Thread: Does UCS_BASIC have the right CTYPE?

Does UCS_BASIC have the right CTYPE?

From

Jeff Davis

Date:

25 October 2023, 21:32:02

UCS_BASIC is defined in the standard as a collation based on comparing
the code point values, and in UTF8 that is satisfied with memcmp(), so
the collation locale for UCS_BASIC in Postgres is simply "C".

But what should the result of UPPER('á' COLLATE UCS_BASIC) be? In
Postgres, the answer is 'á', but intuitively, one could reasonably
expect the answer to be 'Á'.

Reading the standard, it seems that LOWER()/UPPER() are defined in
terms of the Unicode General Category (Section 4.2, "<fold> is a pair
of functions..."). It is somewhat ambiguous about the case mappings,
but I could guess that it means the Default Case Algorithm[1].

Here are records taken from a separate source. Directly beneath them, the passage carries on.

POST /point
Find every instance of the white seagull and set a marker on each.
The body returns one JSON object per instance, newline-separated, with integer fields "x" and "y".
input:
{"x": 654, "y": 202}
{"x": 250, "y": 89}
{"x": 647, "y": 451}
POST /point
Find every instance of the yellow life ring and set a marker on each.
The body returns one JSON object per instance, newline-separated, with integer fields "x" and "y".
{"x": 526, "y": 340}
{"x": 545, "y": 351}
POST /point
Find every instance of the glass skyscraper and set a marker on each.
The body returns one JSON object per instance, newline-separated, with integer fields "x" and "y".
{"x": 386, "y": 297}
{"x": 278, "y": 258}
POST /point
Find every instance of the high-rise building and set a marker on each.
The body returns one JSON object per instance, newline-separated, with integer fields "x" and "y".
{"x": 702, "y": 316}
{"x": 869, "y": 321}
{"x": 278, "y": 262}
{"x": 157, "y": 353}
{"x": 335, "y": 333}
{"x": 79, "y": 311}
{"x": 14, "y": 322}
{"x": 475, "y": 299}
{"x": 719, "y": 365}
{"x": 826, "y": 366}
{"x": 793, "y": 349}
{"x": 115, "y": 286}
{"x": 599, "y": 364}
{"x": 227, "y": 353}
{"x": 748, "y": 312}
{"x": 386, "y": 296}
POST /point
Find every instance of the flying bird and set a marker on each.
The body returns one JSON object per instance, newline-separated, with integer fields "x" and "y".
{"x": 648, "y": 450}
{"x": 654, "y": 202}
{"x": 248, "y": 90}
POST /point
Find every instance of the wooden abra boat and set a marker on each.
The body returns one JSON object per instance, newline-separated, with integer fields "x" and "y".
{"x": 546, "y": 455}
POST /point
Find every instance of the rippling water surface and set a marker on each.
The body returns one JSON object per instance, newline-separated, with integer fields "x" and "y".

That seems to suggest the standard answer should be 'Á' regardless of
any COLLATE clause (though I could be misreading). I'm a bit confused
by that... what's the standard-compatible way to specify the locale for
UPPER()/LOWER()? If there is none, then it makes sense that Postgres
overloads the COLLATE clause for that purpose so that users can use a
different locale if they want.

But given that UCS_BASIC is a collation specified in the standard,
shouldn't it have ctype behavior that's as close to the standard as
possible?

Regards,
    Jeff Davis

[1] https://www.unicode.org/versions/Unicode15.1.0/ch03.pdf#G33992

Re: Does UCS_BASIC have the right CTYPE?

From

Peter Eisentraut

Date:

26 October 2023, 17:49:55

On 25.10.23 20:32, Jeff Davis wrote:
> But what should the result of UPPER('á' COLLATE UCS_BASIC) be? In
> Postgres, the answer is 'á', but intuitively, one could reasonably
> expect the answer to be 'Á'.

I think that's right.  But what would you put into ctype to make that 
happen?

> That seems to suggest the standard answer should be 'Á' regardless of
> any COLLATE clause (though I could be misreading). I'm a bit confused
> by that... what's the standard-compatible way to specify the locale for
> UPPER()/LOWER()? If there is none, then it makes sense that Postgres
> overloads the COLLATE clause for that purpose so that users can use a
> different locale if they want.

The standard doesn't have the notion of locale-dependent case conversion.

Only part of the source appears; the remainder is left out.